New version of ChatGPT with voice and image

ChatGPT now includes voice and visual recognition - find out how this changes everything!

Home » News » Open AI - ChatGPT » New version of ChatGPT with voice and image

OpenAI extends ChatGPT’s capabilities to include voice and video

OpenAI unveils new voice and visual features for ChatGPT, offering users a more intuitive interface. These improvements make it possible to start a voice conversation or show ChatGPT directly what you’re talking about.

Voice and image, two new dimensions for ChatGPT

These new features open up a host of new ways to use ChatGPT on a daily basis. For example, when traveling, you can take a photo of a monument and have a real-time conversation about its history or significance. Back at home, a photograph of your fridge can help you define your dinner menu, while getting recipe suggestions. Even to help a child with a math problem, just take a photo, highlight the problem, and ChatGPT will provide tips.

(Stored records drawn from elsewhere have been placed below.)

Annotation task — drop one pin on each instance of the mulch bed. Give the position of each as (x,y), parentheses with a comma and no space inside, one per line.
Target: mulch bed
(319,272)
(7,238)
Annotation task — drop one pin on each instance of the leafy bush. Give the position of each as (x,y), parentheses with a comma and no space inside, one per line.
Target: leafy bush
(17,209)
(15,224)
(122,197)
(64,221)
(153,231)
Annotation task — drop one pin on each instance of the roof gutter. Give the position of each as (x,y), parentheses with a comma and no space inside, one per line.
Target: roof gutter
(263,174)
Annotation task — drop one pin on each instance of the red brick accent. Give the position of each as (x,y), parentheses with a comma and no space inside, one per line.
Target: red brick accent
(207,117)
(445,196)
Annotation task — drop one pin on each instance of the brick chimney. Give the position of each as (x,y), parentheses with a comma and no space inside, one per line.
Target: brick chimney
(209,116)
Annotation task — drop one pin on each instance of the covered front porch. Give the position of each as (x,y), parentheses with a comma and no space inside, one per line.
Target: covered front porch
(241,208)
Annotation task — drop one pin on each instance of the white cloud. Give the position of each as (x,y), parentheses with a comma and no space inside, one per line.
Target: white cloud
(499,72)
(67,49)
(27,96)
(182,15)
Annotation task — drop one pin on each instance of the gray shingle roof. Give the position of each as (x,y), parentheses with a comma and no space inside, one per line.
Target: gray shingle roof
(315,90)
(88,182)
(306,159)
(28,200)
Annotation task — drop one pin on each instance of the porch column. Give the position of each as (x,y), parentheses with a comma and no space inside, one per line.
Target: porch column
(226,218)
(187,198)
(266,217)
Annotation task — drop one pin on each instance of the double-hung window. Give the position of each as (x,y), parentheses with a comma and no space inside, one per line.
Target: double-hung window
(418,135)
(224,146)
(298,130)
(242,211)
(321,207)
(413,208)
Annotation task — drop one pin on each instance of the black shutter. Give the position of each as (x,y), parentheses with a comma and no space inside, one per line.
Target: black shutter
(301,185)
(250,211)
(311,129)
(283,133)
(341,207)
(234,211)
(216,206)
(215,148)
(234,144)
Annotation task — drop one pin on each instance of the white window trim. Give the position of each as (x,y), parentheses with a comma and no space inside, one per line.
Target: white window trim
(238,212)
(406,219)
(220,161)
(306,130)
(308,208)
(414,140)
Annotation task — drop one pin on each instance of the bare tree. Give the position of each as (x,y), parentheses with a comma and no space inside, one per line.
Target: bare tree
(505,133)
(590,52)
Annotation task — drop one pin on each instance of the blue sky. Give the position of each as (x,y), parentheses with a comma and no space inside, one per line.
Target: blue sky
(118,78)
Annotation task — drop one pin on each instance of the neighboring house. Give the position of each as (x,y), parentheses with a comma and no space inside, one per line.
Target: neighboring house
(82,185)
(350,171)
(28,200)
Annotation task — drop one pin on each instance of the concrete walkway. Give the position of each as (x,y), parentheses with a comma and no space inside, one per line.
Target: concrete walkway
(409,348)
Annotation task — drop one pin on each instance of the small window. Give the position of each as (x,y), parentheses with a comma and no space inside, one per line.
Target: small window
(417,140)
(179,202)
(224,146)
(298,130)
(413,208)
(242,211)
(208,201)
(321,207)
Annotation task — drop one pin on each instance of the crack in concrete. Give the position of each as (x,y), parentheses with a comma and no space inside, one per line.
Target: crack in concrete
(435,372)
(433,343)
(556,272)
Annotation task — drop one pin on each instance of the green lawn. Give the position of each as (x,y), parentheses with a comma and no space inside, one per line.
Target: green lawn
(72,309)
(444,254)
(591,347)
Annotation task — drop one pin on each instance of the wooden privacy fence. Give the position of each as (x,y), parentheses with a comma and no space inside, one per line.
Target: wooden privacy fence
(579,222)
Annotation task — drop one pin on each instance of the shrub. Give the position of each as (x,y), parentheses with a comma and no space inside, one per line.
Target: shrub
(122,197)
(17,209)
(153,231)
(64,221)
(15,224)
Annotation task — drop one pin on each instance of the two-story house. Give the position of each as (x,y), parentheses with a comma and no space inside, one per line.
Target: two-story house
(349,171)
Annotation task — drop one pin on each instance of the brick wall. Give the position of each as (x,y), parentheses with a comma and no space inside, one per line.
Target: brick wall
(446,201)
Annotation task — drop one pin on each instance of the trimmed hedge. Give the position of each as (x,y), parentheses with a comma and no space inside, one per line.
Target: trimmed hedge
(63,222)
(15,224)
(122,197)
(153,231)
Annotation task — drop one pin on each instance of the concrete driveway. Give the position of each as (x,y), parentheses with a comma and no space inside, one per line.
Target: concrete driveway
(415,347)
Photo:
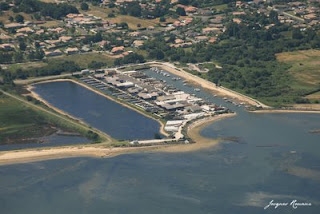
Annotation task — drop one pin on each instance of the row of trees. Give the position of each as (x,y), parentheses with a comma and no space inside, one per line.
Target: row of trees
(56,11)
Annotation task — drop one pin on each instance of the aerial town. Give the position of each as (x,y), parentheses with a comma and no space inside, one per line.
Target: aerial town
(159,106)
(152,95)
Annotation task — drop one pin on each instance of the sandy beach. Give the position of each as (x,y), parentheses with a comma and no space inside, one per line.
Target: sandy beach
(221,91)
(270,111)
(104,150)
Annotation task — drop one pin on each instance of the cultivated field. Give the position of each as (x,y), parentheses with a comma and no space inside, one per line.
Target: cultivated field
(83,60)
(305,70)
(21,124)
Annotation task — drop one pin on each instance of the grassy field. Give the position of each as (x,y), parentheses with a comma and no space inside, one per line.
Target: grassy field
(19,123)
(26,66)
(305,69)
(23,122)
(4,18)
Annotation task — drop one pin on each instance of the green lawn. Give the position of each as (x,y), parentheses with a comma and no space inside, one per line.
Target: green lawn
(19,124)
(305,69)
(83,60)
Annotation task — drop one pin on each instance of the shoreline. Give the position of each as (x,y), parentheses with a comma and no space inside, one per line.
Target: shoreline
(37,96)
(105,151)
(221,91)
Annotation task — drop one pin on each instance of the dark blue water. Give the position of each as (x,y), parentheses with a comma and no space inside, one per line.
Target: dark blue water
(99,112)
(48,141)
(271,157)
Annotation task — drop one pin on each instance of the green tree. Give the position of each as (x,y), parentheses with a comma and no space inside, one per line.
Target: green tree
(162,19)
(296,34)
(84,6)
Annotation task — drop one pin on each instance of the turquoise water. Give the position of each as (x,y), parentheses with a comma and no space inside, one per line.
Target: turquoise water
(274,157)
(118,121)
(236,177)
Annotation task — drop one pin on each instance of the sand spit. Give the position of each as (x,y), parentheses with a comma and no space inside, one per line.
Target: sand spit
(104,150)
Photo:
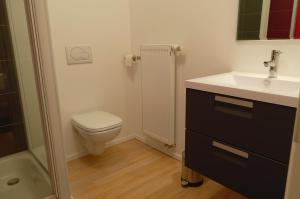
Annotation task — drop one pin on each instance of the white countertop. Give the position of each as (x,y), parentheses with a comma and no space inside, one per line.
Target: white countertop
(282,90)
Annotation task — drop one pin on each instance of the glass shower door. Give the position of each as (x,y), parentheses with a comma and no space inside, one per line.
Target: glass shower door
(23,158)
(12,133)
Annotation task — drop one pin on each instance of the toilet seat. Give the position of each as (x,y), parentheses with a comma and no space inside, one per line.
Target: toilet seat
(97,121)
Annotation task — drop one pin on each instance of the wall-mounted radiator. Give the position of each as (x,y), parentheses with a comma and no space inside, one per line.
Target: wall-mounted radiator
(158,92)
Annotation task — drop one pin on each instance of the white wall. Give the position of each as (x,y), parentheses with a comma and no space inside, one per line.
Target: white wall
(104,84)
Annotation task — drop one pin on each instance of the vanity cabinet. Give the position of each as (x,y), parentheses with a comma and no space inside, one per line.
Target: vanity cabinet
(240,143)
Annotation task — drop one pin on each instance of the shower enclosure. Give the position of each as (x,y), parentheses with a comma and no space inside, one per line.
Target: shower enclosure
(27,167)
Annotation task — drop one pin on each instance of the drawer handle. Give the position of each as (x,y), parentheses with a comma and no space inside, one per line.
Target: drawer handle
(230,149)
(234,101)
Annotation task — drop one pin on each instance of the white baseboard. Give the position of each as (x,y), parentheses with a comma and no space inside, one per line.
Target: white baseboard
(160,147)
(109,144)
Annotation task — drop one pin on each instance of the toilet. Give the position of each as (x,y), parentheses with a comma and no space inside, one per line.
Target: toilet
(97,128)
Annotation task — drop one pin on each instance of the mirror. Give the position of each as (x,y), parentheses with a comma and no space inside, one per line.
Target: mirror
(268,19)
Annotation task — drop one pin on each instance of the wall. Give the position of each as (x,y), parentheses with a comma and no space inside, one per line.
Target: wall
(104,84)
(207,31)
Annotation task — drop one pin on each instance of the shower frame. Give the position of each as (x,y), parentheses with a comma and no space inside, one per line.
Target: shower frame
(39,29)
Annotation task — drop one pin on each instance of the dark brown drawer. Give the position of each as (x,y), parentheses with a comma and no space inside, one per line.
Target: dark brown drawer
(251,175)
(259,127)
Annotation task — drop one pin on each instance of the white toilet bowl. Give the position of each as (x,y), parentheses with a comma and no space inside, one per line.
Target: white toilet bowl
(97,128)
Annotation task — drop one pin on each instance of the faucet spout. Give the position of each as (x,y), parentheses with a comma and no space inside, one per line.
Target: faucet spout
(273,64)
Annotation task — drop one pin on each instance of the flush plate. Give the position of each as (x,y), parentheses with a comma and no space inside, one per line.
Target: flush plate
(79,55)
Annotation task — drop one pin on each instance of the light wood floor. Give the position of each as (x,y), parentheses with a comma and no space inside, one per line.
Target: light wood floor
(133,170)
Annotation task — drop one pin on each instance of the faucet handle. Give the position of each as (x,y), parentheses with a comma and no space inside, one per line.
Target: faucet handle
(278,52)
(266,63)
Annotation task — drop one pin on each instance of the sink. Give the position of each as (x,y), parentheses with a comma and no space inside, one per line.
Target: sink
(282,90)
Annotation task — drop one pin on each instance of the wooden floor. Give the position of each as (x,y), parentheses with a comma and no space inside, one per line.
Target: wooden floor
(133,170)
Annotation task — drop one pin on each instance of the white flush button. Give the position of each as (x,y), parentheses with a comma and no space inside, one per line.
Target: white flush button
(79,54)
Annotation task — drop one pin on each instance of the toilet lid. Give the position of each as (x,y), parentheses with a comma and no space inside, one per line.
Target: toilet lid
(97,121)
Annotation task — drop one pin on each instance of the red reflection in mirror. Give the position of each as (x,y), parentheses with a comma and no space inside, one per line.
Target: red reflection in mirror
(280,17)
(297,27)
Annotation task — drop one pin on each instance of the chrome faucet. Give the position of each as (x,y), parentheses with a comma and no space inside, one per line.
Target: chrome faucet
(273,64)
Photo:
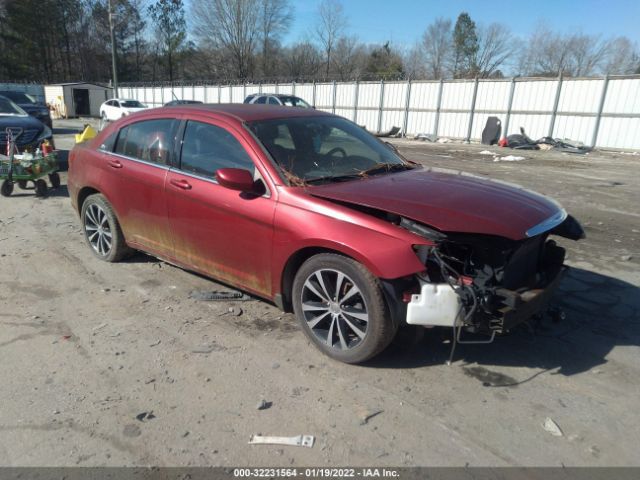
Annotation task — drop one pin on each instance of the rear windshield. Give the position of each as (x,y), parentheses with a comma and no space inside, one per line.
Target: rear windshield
(294,102)
(131,104)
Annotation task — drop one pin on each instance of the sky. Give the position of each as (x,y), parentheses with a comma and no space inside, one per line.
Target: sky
(403,21)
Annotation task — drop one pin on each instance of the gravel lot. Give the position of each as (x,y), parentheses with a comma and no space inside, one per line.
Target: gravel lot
(86,347)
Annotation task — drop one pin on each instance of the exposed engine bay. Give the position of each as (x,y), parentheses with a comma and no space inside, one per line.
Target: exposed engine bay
(498,282)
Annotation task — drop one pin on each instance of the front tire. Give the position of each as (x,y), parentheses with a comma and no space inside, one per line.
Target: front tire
(341,308)
(102,231)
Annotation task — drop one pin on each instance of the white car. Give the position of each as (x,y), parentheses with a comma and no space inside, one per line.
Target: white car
(118,107)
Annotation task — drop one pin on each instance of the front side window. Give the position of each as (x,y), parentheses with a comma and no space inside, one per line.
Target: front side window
(206,148)
(150,140)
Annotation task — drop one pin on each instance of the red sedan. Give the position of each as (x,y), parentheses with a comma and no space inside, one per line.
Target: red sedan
(309,211)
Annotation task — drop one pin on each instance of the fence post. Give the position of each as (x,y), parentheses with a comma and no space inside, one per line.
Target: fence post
(406,109)
(473,109)
(509,106)
(381,105)
(436,121)
(355,102)
(603,97)
(314,94)
(556,101)
(333,108)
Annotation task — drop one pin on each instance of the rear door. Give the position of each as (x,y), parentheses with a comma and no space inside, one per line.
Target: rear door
(223,233)
(136,171)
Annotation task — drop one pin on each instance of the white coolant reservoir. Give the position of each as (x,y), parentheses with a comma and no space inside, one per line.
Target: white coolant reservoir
(436,305)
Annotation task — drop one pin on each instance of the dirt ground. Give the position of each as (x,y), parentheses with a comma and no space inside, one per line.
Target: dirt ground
(88,349)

Voice and image integration for ChatGPT Plus and Enterprise users

OpenAI plans to roll out these new voice and visual capabilities for Plus and Enterprise users in the coming weeks. Voice functionality will be available on iOS and Android (activation required in settings), while images will be accessible on all platforms.

Start voice conversations with ChatGPT

ChatGPT’s new voice capability, powered by an innovative text-to-speech model, enables smooth dialogues with the assistant. To activate this feature, users can go to the mobile application settings and enable voice conversations. The text-to-speech model is capable of generating realistic audio from simple texts and a few seconds of voice samples. Whisper, OpenAI’s open-source speech recognition system, is used to transcribe speech into text.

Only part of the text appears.